Unsung All-Stars: The NBA’s Best Role Players

The all-star voting season brings plenty of controversies. There are always players that appear out of place – those last seasons of Kobe; DeMarcus Cousins this year; Jeremy Lin for several seasons now; so on and so forth. But every year there are so many players that deserve an all-star spot but miss the cut because they play less exciting roles on their respective teams. Let’s dive into the best role players of the 2018-19 NBA campaign.

Note: I define role player as a player with a usage rate of 18% or lower

Starting Backcourt: Monte Morris (DEN) & Fred VanVleet (TOR)

These are by far the two best backup PGs in the NBA this season. Both are helping to power their teams to the elite of their respective conferences, and their teams will be relying on them down the stretch- both Denver and Toronto seem to struggle with keeping their guards in good health.

Although Monte barely got any playing time last season (he played in three games), he’s transitioned perfectly to today’s NBA. This season, he’s shot 43.2% from three on 2.6 shots a game, and has a 5.8 assist to turnover ratio, good for second in the league.

Fred VanVleet has been building his role player All-Star portfolio for several seasons, but on a vastly improved Raptors team this season, he’s taken another step up. He’s eighth in assist to turnover ratio (3.5), with 4.5 assists per game. Freddie V doesn’t pop off on the stat sheet, but his ability to fill in for the oft-injured Kyle Lowry and keep the team afloat speaks greatly to his skill.

Starting Frontcourt: Robert Covington (MIN), Jerami Grant (OKC), Pascal Siakam (TOR)

Lord Covington has to be the ultimate role player. He’s a great 3PT shooter (37.8% on 6.7 attempts per game), and is known for his lockdown defense as the Minnesota Timberwolves’ defensive rating worsens by five points per 100 possessions when he’s off the floor.

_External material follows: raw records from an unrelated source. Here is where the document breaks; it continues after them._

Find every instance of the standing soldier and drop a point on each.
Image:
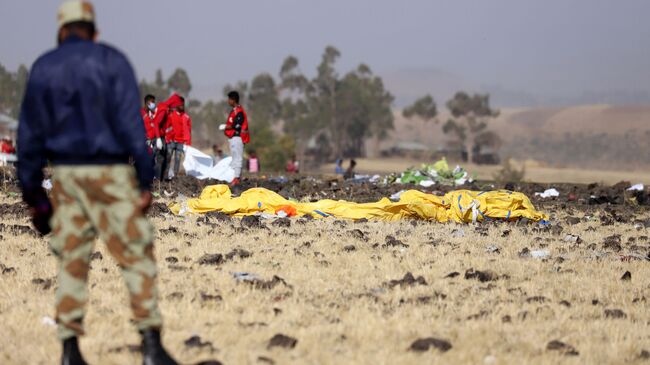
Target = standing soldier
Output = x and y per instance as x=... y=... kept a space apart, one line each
x=80 y=113
x=236 y=130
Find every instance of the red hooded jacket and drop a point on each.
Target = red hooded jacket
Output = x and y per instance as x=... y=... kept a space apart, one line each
x=150 y=128
x=237 y=124
x=162 y=111
x=179 y=128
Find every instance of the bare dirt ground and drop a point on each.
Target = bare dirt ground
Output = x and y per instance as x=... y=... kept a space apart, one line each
x=534 y=172
x=343 y=292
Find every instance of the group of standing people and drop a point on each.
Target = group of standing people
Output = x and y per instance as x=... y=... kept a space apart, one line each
x=168 y=130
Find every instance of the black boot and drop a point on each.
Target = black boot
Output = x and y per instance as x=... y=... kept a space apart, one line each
x=71 y=354
x=152 y=351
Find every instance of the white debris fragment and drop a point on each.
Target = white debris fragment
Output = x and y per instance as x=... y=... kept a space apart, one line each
x=47 y=184
x=48 y=321
x=540 y=254
x=549 y=193
x=637 y=187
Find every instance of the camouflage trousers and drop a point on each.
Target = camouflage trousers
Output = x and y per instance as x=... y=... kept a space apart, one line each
x=101 y=201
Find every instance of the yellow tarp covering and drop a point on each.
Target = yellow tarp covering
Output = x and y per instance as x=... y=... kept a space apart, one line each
x=459 y=206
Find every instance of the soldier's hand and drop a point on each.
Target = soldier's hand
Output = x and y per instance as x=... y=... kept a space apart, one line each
x=145 y=201
x=41 y=215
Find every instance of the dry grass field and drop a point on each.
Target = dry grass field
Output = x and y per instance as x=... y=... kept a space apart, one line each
x=335 y=295
x=534 y=171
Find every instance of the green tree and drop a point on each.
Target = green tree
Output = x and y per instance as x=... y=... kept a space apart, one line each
x=324 y=98
x=158 y=88
x=364 y=109
x=425 y=108
x=470 y=117
x=179 y=82
x=264 y=105
x=12 y=89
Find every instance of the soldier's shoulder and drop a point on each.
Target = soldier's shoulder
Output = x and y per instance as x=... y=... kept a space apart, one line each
x=44 y=59
x=111 y=50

Jerami Grant has impressed this year, helping OKC to be one of the best defenses in the league. Grant adds 9.7 to the Thunder’s team rating when he’s on the floor against when he’s not, and the athleticism can’t go unnoticed.

The man can fly, which makes for good ratings (you’re welcome, NBA). And if you weren’t convinced before, his performance in that two-OT thriller against the Spurs should take care of any doubts: 25 points, 12 rebounds, and three blocks, on 10-for-20 shooting.

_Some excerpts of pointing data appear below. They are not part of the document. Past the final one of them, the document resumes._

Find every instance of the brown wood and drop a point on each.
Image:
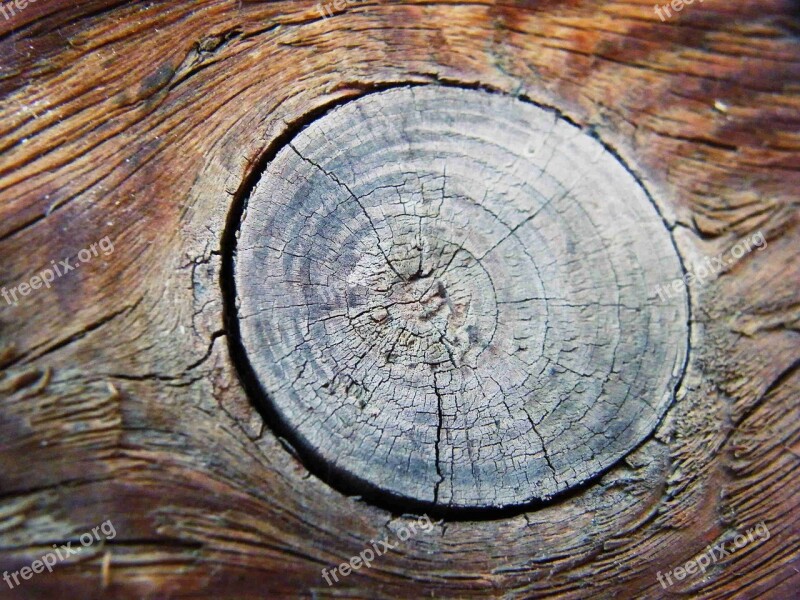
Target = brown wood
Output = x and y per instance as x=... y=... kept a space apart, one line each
x=119 y=399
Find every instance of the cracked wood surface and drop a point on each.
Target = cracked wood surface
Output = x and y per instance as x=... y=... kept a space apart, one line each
x=119 y=399
x=448 y=296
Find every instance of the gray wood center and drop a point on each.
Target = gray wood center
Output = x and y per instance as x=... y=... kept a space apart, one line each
x=449 y=296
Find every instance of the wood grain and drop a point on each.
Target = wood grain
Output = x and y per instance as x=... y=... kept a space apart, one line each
x=148 y=122
x=448 y=295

Enjoying career highs in points, assists, rebounds, steals, threes and percentages, Siakam’s breakout year has been crucial for the Raptor’s league-leading 33 wins, with a net addition of 15.4 to the team’s offensive rating. His 7’3” wingspan and great agility allow him to guard almost any player in the league. Not to mention he’s sneakily one of the fastest players in the league and a deadly threat on the fast break.

Backups: Danny Green (TOR), Thaddeus Young (IND), Joe Ingles (UTA), Mason Plumlee (DEN), Joe Harris (BKN)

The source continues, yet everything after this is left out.